La réforme du Code civil français avait été annoncée par la garde des Sceaux, Christiane Taubira, en février 2015 (1), son objectif étant d’aligner le droit français avec les exigences internationales. Le Code civil a été rédigé en 1804 et les dispositions régissant le droit des contrats sont demeurées inchangées depuis. Place désormais au nouveau régime.
Par Peter Rosher, associé, Pinsent Masons
Le projet d’ordonnance comptait près de 320 articles, dont une dizaine a suscité attention et passions.
La publication de la version finale l’ordonnance de réforme du droit des contrats français le 11 février 2016 (Ord. n° 2016-131, 10 février 2016, JO du 11 février) sera la version finale de la loi. Ratifiée dans l’année, elle devrait mettre un terme à la protestation des avocats outre-Manche qui se sont empressés de décrier, suite aux consultations publiques du projet d’ordonnance (2), le chaos que cette dernière sèmerait dans le droit des contrats français. Ces derniers avaient pour inquiétude première que la validité de tous les contrats commerciaux serait mise à mal par leur exposition à une intervention judiciaire jugée trop importante. C’est de manière générale que les critiques ont été portées vers l’intervention du juge dans les relations contractuelles, notamment par l’Association française des juristes d’entreprise (AFJE) et d’autres acteurs de la vie économique. Or, il convient de noter que la grande majorité de la réforme est une consolidation de la jurisprudence. Seule une partie de la réforme innove le droit français des contrats. Par ailleurs, si l’ordonnance reprend dans sa quasi-totalité le projet de réforme, le gouvernement a été à l’écoute car elle intègre de manière significative les critiques soulevées à l’encontre de certaines dispositions phare de la réforme.
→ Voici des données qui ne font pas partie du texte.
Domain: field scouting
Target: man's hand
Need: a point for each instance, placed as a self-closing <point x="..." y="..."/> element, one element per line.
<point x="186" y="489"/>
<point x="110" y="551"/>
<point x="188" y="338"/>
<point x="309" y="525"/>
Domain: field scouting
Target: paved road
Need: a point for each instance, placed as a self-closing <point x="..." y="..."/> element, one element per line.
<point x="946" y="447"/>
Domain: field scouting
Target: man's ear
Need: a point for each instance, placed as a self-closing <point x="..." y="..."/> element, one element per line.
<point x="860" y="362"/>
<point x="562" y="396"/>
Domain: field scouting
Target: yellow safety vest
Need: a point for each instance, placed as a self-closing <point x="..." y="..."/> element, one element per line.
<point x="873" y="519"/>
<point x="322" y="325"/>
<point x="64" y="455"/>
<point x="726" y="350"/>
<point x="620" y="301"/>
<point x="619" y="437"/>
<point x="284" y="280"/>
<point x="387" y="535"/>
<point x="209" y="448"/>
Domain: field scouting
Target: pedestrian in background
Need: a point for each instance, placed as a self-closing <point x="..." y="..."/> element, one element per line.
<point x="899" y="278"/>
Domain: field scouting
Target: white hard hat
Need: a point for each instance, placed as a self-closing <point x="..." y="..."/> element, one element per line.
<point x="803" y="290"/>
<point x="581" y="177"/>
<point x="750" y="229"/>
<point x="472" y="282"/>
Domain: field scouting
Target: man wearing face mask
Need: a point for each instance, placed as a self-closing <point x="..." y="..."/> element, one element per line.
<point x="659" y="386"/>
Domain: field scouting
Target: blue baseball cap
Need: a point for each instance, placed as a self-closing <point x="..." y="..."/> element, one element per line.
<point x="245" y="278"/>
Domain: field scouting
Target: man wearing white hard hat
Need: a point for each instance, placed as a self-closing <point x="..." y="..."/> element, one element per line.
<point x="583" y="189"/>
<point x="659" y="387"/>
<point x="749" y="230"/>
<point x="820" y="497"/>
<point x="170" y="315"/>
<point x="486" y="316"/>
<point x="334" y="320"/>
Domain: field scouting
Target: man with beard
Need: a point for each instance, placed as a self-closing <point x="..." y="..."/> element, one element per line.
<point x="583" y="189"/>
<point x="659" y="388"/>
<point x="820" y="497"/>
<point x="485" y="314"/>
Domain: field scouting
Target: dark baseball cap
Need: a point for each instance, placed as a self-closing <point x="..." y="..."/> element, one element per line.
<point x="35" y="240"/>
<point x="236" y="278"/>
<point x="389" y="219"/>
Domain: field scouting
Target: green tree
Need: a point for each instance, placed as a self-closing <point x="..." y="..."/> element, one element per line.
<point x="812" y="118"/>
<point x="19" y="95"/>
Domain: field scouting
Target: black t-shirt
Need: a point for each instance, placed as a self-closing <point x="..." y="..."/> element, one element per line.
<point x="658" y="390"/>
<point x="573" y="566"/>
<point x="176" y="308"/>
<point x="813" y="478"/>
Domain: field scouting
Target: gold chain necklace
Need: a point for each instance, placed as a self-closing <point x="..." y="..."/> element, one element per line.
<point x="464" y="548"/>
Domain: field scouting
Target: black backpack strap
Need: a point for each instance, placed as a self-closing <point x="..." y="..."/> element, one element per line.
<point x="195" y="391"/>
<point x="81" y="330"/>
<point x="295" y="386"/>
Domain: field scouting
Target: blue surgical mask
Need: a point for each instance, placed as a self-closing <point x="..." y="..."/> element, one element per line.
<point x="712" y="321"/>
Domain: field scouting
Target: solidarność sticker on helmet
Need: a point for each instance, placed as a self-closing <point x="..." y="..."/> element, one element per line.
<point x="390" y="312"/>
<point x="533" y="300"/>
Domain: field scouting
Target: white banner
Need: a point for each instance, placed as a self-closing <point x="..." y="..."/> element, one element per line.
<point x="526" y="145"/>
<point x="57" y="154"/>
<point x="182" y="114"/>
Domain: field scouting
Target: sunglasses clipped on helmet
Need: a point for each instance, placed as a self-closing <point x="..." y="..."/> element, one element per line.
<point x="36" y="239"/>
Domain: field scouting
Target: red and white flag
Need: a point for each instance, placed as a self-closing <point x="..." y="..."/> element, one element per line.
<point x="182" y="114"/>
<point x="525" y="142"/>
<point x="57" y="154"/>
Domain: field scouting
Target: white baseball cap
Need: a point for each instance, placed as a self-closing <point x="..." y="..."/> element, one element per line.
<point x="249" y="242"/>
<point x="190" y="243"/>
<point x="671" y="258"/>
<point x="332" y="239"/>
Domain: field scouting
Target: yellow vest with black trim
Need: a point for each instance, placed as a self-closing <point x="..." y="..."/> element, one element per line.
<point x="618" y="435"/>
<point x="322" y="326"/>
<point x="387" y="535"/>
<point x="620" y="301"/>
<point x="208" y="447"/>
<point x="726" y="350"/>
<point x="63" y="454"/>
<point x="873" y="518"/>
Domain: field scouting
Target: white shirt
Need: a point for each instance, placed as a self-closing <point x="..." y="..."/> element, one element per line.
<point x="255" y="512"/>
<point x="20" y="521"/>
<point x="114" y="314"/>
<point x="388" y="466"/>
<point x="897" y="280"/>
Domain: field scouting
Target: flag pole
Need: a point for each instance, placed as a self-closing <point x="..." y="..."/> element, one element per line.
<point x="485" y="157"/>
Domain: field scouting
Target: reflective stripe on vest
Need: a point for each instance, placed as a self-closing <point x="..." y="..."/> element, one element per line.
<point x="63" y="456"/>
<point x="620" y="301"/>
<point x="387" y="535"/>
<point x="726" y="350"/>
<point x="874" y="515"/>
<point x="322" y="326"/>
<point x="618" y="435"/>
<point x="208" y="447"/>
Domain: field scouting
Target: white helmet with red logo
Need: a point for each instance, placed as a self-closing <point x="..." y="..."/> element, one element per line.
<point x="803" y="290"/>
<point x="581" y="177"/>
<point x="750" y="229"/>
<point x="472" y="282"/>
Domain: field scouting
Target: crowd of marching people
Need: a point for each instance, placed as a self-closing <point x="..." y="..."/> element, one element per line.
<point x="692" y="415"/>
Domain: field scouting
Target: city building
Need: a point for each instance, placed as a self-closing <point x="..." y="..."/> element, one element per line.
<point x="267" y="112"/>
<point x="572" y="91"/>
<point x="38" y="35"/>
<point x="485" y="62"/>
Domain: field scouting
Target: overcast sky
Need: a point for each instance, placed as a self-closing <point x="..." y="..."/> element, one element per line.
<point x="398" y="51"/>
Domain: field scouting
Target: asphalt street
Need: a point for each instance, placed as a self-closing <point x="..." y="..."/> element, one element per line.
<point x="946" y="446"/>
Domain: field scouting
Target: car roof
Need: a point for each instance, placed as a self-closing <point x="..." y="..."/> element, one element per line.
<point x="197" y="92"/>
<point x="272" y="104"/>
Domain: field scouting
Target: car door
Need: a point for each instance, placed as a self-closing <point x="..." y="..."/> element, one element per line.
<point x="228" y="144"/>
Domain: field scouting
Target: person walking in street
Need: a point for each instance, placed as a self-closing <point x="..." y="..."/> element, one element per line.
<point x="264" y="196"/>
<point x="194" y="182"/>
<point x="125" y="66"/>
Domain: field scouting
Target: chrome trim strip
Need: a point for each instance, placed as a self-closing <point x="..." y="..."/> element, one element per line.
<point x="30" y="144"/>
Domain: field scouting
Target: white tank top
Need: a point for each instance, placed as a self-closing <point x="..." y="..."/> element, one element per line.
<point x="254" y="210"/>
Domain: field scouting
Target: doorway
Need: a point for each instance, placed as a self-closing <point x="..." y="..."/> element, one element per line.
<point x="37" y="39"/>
La réforme ne révolutionne pas le droit français des contrats alors même que plus de 300 articles du Code ont été réécrits. La plupart des changements proposés ont pour objectif de refléter la jurisprudence et les interprétations qui ont été faites du droit par les tribunaux français au cours du temps.
La réforme est aussi l’occasion de réaménager le Code civil et ainsi d’organiser la législation en matière contractuelle de manière plus cohérente.
Dans ce contexte, les critiques décriant une révolution passée sous silence du droit français des contrats ne sont pas justifiées. Toutefois, certains aspects distinctifs du droit français des contrats ont été substantiellement modifiés.
Cela inclut des changements concernant la théorie de l’imprévision. Celle-ci permet au contrat d’être révisé ou résilié à cause de circonstances imprévisibles qui rendent l’exécution de l’obligation de l’une des parties trop onéreuse. Les parties qui ne peuvent renégocier le contrat ou y mettre fin entre elles peuvent saisir le juge d’une telle demande. Les sociétés auront à s’assurer qu’elles ont correctement rédigé les clauses de «hardship» dans leurs contrats, afin d’éviter qu’il soit nécessaire de faire application de cet article.
Une partie lésée par la fixation unilatérale abusive du prix pourra saisir le juge d’une demande en dommages et intérêts et de résiliation du contrat en application des nouvelles dispositions. Cela s’éloigne de la rédaction initiale de l’ordonnance, qui prévoyait que la partie lésée pouvait saisir le juge d’une demande en révision du prix.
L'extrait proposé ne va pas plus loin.